Its purpose is to optimize the efficiency with which structure-based hyperlinks may be built and maintained between chemistry-based resources, and is particularly suitable for creating such links 'on the fly' (by use of REST web services).
The advantage of UniChem is that it implements an easily scalable and maintainable system of chemical structure integration within the EBI-Search infrastructure, allowing future new chemistry resources within the EBI to be included with minimal effort. Interestingly, centralised mapping for external resources such as PubChem, ZINC, etc is also straightforward and economical, and provides a wider cross-referencing service. The recent exposure of UniChem externally to EMBL-EBI provides these same mapping benefits to resources outside of EMBL. Recent open access papers listed on the citation page describe further background.
Downloading of data from source databases, and the uploading and registration into UniChem is highly automated.
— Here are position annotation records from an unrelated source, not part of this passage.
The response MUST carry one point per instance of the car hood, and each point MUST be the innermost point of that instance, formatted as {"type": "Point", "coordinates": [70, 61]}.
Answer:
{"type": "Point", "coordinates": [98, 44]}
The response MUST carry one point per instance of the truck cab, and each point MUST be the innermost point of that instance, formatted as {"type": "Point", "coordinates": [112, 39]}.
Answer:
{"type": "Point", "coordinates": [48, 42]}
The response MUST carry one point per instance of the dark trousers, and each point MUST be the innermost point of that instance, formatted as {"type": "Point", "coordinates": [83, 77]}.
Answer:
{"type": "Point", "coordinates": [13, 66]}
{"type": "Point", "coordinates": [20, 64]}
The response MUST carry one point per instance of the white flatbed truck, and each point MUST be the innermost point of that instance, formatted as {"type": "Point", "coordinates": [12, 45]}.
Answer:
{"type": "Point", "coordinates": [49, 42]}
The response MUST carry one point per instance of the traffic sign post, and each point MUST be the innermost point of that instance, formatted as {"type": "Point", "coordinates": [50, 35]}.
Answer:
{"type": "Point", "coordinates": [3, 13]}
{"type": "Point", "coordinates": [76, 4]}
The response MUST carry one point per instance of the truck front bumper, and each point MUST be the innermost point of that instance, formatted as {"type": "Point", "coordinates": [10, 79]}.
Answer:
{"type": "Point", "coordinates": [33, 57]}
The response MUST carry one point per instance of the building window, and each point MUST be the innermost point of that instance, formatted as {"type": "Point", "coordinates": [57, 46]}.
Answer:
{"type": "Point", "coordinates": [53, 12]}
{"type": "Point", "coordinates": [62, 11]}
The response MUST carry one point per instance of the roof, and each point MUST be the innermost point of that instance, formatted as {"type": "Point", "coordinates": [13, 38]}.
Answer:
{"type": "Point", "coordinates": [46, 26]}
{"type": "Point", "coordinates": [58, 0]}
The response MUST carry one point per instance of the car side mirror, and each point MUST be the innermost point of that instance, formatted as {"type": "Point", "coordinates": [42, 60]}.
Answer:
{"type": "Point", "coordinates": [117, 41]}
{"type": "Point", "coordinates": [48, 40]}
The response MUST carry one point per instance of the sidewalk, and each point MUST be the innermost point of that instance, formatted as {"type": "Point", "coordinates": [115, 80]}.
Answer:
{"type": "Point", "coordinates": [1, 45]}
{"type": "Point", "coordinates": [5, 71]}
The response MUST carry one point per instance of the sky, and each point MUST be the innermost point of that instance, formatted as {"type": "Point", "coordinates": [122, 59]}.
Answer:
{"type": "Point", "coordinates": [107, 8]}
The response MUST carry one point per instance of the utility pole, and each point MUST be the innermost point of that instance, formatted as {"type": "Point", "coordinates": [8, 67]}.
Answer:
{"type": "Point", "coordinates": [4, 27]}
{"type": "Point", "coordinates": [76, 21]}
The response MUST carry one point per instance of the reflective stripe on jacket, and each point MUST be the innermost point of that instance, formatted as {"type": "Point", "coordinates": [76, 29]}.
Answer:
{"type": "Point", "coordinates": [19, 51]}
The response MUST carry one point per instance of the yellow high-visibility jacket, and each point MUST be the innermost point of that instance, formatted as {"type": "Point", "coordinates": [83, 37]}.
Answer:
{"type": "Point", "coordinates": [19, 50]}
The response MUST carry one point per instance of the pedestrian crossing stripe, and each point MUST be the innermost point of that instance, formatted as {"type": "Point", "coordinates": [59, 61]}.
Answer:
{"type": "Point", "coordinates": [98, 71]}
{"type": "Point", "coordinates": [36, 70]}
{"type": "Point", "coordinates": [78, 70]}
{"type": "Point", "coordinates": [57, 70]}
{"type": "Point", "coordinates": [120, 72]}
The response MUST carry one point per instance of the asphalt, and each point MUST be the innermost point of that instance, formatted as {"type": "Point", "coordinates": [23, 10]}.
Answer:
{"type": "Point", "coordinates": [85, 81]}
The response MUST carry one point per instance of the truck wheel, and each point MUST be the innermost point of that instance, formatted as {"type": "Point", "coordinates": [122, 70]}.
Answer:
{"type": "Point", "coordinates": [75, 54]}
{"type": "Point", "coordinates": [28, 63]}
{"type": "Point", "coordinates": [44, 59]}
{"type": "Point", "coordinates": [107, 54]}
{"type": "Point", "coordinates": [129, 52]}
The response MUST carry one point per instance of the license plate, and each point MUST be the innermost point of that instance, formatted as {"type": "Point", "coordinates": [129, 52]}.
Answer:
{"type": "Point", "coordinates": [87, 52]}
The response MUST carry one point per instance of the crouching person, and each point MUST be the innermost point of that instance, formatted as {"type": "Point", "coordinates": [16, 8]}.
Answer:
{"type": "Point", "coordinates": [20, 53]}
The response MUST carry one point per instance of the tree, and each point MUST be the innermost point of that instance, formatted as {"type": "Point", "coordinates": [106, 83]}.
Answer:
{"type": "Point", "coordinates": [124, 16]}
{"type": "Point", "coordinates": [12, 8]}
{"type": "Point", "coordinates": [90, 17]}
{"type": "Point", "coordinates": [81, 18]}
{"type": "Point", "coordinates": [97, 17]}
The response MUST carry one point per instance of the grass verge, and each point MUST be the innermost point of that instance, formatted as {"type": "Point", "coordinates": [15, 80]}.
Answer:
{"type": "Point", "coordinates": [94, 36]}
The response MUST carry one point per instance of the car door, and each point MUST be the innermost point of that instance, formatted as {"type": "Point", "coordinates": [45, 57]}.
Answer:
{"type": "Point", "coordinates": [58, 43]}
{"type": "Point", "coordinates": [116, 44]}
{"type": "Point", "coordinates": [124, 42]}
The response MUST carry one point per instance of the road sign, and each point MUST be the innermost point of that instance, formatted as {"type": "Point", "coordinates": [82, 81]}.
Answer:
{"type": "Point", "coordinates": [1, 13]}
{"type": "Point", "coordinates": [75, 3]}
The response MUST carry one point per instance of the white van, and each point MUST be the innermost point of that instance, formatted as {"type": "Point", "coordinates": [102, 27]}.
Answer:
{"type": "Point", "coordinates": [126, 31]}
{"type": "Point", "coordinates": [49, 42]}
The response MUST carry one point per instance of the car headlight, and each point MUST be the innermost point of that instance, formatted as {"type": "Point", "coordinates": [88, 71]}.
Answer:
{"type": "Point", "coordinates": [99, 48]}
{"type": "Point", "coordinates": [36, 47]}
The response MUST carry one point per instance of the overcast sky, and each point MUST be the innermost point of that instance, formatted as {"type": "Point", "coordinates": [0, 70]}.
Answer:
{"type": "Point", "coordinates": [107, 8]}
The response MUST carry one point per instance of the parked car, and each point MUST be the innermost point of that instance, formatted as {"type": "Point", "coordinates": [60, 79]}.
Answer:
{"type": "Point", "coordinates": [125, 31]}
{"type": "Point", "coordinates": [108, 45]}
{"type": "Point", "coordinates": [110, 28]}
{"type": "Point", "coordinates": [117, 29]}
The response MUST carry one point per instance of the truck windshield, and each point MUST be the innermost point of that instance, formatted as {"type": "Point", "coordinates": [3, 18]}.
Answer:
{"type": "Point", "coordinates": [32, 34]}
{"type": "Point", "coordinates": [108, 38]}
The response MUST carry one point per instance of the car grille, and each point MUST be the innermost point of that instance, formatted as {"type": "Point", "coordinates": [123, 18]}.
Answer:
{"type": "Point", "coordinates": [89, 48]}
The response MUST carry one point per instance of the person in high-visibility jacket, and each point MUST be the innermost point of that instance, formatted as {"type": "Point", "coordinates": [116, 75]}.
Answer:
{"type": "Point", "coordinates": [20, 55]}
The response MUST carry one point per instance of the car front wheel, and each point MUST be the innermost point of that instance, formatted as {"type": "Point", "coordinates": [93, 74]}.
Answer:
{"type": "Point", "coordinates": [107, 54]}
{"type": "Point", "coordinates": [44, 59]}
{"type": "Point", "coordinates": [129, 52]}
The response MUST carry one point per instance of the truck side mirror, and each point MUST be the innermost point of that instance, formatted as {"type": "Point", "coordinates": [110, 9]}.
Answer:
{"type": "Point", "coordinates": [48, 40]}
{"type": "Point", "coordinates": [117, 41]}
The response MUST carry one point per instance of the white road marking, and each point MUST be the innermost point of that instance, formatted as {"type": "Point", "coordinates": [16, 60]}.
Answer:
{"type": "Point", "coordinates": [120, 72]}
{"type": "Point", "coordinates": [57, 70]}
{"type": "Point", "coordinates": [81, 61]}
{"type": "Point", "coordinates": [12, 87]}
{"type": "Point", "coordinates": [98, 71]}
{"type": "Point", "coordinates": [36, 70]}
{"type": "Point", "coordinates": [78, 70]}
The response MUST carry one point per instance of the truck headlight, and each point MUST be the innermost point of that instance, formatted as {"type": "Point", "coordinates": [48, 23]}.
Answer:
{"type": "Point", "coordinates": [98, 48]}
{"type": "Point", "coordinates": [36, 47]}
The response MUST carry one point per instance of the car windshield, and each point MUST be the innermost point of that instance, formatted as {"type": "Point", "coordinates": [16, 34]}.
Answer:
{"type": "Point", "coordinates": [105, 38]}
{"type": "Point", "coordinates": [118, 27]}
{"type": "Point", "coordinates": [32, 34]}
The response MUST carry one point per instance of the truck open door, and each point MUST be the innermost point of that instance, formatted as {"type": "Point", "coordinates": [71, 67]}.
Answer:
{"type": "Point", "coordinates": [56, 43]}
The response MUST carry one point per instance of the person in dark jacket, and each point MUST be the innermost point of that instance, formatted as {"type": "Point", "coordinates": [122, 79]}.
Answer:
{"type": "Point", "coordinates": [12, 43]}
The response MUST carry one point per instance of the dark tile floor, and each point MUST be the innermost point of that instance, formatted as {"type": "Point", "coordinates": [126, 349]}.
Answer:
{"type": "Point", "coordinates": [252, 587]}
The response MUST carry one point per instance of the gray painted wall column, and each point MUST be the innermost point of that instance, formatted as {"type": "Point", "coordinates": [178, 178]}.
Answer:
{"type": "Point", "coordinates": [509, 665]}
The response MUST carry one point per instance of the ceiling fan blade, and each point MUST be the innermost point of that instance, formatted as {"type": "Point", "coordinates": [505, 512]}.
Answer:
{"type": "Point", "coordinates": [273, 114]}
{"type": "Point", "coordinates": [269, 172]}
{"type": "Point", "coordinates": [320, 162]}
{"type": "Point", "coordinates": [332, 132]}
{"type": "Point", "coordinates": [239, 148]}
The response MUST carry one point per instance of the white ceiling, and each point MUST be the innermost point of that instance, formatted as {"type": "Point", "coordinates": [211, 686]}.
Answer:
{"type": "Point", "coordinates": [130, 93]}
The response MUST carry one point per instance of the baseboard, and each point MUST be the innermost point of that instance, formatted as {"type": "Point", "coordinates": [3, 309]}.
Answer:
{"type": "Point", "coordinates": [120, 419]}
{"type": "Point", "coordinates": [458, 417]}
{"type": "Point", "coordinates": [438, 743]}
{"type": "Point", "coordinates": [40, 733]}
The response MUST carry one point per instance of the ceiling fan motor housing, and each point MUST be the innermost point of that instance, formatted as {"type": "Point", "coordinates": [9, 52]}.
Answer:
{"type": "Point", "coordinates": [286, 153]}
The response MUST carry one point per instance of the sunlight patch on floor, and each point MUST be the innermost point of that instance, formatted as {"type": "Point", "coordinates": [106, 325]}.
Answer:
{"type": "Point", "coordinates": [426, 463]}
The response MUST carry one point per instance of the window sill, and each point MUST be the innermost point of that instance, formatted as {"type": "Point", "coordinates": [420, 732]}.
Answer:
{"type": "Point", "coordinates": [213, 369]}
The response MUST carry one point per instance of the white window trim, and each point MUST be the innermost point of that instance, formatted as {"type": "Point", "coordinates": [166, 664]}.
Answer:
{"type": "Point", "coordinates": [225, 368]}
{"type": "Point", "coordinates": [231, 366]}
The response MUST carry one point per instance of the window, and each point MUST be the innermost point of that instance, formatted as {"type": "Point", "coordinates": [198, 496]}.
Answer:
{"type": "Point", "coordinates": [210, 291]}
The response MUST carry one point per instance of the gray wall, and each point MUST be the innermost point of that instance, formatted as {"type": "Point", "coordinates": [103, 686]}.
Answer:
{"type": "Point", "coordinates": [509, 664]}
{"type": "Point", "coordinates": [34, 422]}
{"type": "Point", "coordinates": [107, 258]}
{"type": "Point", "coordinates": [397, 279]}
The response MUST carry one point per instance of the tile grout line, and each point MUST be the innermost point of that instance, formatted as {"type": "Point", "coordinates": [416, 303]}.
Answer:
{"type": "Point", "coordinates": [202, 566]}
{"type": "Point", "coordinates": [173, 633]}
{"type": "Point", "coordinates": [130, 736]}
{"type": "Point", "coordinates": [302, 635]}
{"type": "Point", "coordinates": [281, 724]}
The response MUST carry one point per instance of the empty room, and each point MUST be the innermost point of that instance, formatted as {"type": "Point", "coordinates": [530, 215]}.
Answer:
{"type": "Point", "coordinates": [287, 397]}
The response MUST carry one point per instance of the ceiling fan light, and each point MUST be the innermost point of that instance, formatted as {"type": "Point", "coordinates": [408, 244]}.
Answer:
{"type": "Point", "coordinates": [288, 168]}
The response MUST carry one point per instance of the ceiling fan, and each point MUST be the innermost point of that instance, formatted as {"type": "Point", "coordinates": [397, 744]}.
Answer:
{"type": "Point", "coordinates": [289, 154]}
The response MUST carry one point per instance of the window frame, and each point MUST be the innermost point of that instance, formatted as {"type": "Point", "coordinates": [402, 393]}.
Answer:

Because the configuration and resources of different source databases vary widely, it is necessary to employ a variety of data downloading procedures (such as ftp, web services, oracle calls, etc). The downloading procedures adopted for each source are summarized on the summary page for each source, accessed via the sources page. Since some data is unsuitable for use in UniChem, or may damage the data integrity within the database, a series of rules are automatically applied when loading data. These rules are summarized on the Rules for Loading page.